The International Cricket Council is poised for a serious conflict with the big three – Board of Control for Cricket in India, England and Wales Cricket Board and Cricket Australia.
The world governing body is reportedly making it mandatory for the members to support their bids for hosting an ICC event with guarantees from their respective national Governments for tax exemptions and potential for investments.
The ICC Chief Executive Manu Sawhney, according to national daily Times of India, has in a communique to all the 92 associate members spelt the pre-requisites for the bids to host an ICC event during the next rights’ cycle between 2023 and 2031.
India will be hosting the 2021 ICC T20 World Cup and the 2023 ICC World Cup before the start of the next eight-year rights cycle. A single-page letter, writes the daily, now threatens to divide the world cricket and its administration like never before.
Letter addressed only to the associate members states, “Set out in Appendix A is the schedule of ICC Events as approved for the period 2023 to 2031. (..) We will be seeking Expressions of Interest (EOI) from Members with the support from their governments to host events in accordance with the Board approved model for hosting ICC Events as set out in Appendix B”.
The Appendix B specifies the ‘approved host model’, listing out eight points as basis for approvals to determine the hosting rights of the ICC events. The seventh and eighth point of the model include Government guarantees provided during the process (before award); and potential for government investment (cash & value in-kind).
In yet another unpleasant development, the ICC has also decided to do away with the concept of hosting fees from 2023 onwards.

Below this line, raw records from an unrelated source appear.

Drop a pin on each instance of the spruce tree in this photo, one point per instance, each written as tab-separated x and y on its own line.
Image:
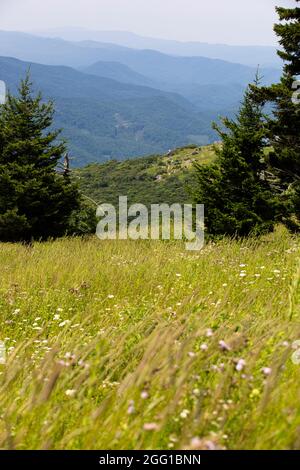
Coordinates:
238	200
283	126
36	202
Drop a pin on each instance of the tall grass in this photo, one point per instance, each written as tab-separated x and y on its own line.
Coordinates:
143	345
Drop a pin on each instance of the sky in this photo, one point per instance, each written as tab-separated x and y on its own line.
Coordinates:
241	22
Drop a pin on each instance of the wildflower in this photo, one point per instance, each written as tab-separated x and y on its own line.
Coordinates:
240	365
224	346
131	408
144	395
266	370
150	427
255	393
64	323
184	414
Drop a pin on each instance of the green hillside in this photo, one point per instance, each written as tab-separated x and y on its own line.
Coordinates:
147	180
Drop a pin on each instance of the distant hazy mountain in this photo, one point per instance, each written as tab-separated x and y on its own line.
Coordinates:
165	70
119	72
104	119
265	56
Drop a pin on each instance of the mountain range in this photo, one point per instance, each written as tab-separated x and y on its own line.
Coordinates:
265	56
116	102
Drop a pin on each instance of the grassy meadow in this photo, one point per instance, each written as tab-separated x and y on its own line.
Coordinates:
143	345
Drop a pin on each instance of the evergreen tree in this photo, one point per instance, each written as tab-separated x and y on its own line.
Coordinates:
238	199
283	126
35	201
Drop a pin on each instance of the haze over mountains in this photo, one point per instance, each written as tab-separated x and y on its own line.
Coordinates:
265	56
117	102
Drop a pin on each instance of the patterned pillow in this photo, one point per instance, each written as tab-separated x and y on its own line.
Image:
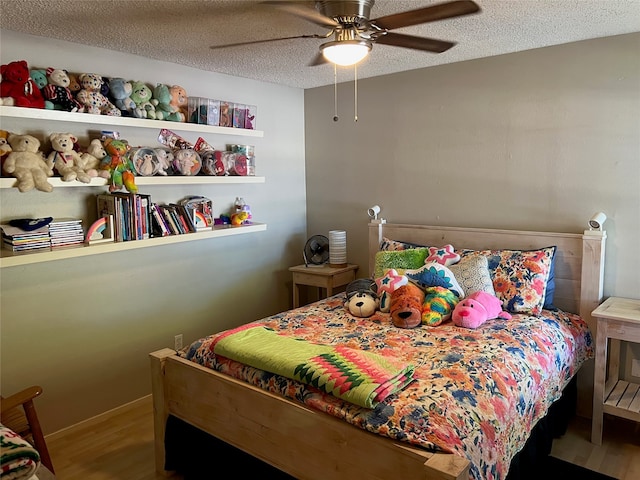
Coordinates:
395	245
472	273
519	277
445	255
435	275
399	260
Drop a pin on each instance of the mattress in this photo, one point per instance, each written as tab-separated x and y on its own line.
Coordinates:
477	393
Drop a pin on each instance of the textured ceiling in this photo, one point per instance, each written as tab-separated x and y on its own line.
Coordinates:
181	31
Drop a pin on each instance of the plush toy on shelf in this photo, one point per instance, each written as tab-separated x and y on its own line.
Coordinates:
57	91
476	309
179	101
65	159
162	101
141	95
26	163
92	99
116	164
39	76
5	148
92	159
120	91
17	87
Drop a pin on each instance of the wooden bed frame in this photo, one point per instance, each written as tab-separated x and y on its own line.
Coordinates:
312	445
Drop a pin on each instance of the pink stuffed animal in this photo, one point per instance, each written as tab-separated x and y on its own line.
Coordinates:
477	308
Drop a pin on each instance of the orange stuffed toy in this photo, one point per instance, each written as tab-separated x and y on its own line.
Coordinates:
406	306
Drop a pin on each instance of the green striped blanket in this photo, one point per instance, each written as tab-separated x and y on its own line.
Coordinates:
357	376
18	459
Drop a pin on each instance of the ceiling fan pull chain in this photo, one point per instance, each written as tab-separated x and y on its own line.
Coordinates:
355	93
335	93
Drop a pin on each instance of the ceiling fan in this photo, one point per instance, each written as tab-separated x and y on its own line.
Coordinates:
354	33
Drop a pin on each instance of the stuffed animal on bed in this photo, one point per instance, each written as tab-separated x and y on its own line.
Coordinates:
476	309
362	297
406	306
386	285
438	305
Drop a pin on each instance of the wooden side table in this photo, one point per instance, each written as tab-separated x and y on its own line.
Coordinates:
618	319
324	276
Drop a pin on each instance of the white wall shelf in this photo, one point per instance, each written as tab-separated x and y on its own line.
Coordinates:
89	119
34	116
14	259
147	181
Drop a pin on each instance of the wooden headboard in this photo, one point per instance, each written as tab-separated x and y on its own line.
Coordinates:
579	265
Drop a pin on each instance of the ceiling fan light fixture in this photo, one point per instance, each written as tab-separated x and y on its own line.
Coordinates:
346	53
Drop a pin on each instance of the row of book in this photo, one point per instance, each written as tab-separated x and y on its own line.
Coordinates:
136	217
64	232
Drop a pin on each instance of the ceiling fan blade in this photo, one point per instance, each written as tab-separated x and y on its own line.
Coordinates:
319	59
427	14
417	43
304	11
252	42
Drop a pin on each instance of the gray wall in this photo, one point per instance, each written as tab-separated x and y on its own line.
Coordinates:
538	140
83	328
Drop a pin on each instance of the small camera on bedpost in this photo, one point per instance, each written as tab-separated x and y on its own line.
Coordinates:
595	224
373	213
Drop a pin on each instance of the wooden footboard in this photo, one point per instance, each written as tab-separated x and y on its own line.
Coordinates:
292	437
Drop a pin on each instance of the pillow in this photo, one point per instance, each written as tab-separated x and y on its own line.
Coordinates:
551	285
395	245
399	260
443	255
472	273
435	275
519	277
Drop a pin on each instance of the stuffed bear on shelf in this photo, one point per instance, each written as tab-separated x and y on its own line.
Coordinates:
27	165
65	159
17	88
57	91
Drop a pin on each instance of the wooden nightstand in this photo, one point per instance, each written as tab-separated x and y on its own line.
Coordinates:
322	277
618	319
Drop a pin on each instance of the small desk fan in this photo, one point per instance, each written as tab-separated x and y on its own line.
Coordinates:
316	251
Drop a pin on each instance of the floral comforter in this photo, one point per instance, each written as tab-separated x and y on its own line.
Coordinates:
476	393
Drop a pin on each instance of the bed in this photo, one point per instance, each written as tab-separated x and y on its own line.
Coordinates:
238	410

Hosting fees pertain to a sum sanctioned by the governing body meant to be paid to the hosting nation for conducting an ICC event. Instead of hosting fees, the ICC now expects the host to earn revenues through ticketing, hospitality and catering.

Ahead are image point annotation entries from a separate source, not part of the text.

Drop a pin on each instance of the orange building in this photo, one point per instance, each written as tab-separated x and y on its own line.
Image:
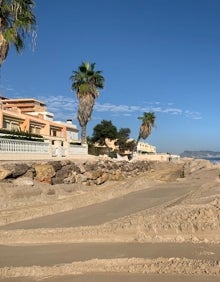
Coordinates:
30	115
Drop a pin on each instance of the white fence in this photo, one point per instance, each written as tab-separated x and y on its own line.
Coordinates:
78	150
23	146
11	149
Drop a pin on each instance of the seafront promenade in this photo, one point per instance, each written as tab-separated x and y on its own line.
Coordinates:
151	226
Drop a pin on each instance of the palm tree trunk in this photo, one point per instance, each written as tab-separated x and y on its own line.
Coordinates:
83	134
4	46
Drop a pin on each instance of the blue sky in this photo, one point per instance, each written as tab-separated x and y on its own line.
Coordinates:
156	55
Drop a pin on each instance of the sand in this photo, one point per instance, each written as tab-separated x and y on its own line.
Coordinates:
150	228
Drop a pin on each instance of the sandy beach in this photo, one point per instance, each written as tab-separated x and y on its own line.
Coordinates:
148	228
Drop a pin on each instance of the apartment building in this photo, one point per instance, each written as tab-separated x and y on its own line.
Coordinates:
31	115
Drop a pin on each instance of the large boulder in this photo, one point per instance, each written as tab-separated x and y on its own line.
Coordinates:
44	173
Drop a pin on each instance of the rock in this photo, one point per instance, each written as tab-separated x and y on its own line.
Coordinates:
17	169
102	179
4	173
65	172
23	181
44	173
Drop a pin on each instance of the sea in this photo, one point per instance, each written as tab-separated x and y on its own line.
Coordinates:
213	160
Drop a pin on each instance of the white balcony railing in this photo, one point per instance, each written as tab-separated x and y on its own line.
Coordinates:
23	146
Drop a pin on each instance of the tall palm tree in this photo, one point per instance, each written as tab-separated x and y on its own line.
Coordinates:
16	22
148	121
86	83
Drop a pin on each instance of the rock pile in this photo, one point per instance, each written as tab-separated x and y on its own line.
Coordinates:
68	172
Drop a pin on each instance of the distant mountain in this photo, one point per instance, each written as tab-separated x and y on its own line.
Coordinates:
200	154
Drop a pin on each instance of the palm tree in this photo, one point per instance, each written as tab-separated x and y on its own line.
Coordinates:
148	121
86	82
16	22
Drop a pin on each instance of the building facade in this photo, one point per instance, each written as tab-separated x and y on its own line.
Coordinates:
30	115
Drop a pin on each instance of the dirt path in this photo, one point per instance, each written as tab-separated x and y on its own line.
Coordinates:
42	248
108	210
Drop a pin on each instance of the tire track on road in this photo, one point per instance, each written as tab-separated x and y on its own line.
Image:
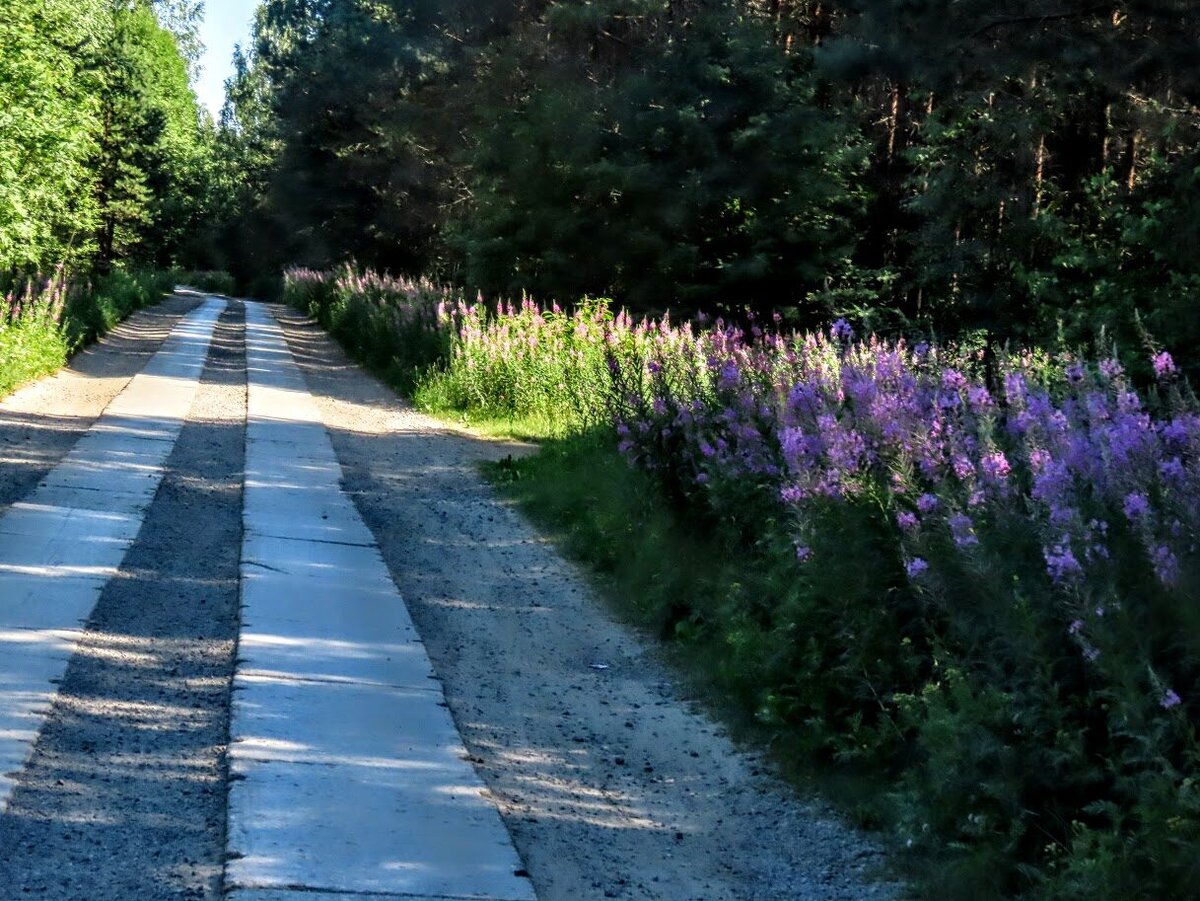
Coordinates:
124	793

As the letter is only addressed to the ‘associate members’, there is no clarity on whether the same terms will apply to the full member nations. However, it certainly would cause a ease in the corridors of power in international cricket.

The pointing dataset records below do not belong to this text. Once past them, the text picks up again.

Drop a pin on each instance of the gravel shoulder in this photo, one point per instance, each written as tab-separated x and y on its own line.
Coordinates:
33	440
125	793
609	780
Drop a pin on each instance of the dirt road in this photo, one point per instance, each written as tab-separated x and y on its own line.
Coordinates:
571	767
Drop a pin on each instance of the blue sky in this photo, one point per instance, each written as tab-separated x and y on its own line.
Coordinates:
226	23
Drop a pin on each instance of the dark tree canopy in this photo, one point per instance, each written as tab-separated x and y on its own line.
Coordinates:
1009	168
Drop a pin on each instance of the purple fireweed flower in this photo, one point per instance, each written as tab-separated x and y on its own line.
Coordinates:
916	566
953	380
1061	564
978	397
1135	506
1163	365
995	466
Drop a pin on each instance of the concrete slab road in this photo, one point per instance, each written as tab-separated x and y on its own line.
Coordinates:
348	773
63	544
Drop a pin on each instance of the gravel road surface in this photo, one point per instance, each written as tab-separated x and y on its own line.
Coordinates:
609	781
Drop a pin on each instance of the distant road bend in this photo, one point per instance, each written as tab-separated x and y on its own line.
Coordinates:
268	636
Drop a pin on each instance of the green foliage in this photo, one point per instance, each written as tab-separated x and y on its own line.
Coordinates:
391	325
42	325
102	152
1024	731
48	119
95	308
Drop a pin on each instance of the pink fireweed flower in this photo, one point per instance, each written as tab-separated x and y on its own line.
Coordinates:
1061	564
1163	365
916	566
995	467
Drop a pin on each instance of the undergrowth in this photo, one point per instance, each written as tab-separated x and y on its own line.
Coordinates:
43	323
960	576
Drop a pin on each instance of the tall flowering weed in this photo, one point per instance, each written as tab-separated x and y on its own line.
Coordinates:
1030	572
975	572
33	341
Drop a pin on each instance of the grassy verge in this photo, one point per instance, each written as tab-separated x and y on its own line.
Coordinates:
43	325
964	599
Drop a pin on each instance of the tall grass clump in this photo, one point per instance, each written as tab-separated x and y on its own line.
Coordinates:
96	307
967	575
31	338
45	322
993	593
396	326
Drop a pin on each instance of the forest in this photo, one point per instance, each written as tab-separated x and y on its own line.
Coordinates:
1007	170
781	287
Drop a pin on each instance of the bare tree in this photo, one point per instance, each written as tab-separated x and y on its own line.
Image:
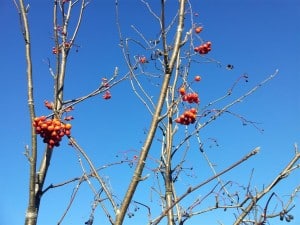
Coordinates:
177	119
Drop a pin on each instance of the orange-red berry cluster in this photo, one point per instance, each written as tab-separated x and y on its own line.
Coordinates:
189	97
51	130
204	48
188	117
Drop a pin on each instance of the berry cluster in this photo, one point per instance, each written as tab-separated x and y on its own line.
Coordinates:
189	97
106	95
204	48
198	29
188	117
51	130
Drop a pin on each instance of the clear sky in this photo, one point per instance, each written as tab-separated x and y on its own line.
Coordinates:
256	36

The ICC and BCCI have been at loggerheads for a while now and among many issues central to the turmoil, foremost is the governing body asking India to bear tax liabilities to the tune of ₹150 crore (US$20.5m) for conducting future ICC events. The ICC, led by chairman Shashank Manohar, has threatened to deduct the amount from India’s global revenue share, including the money that India is waiting to receive for hosting the 2016 ICC World T20.
The BCCI is also threatening the might of the world governing body with its plans of a four-nation super series that will also feature England, Australia and another leading international team.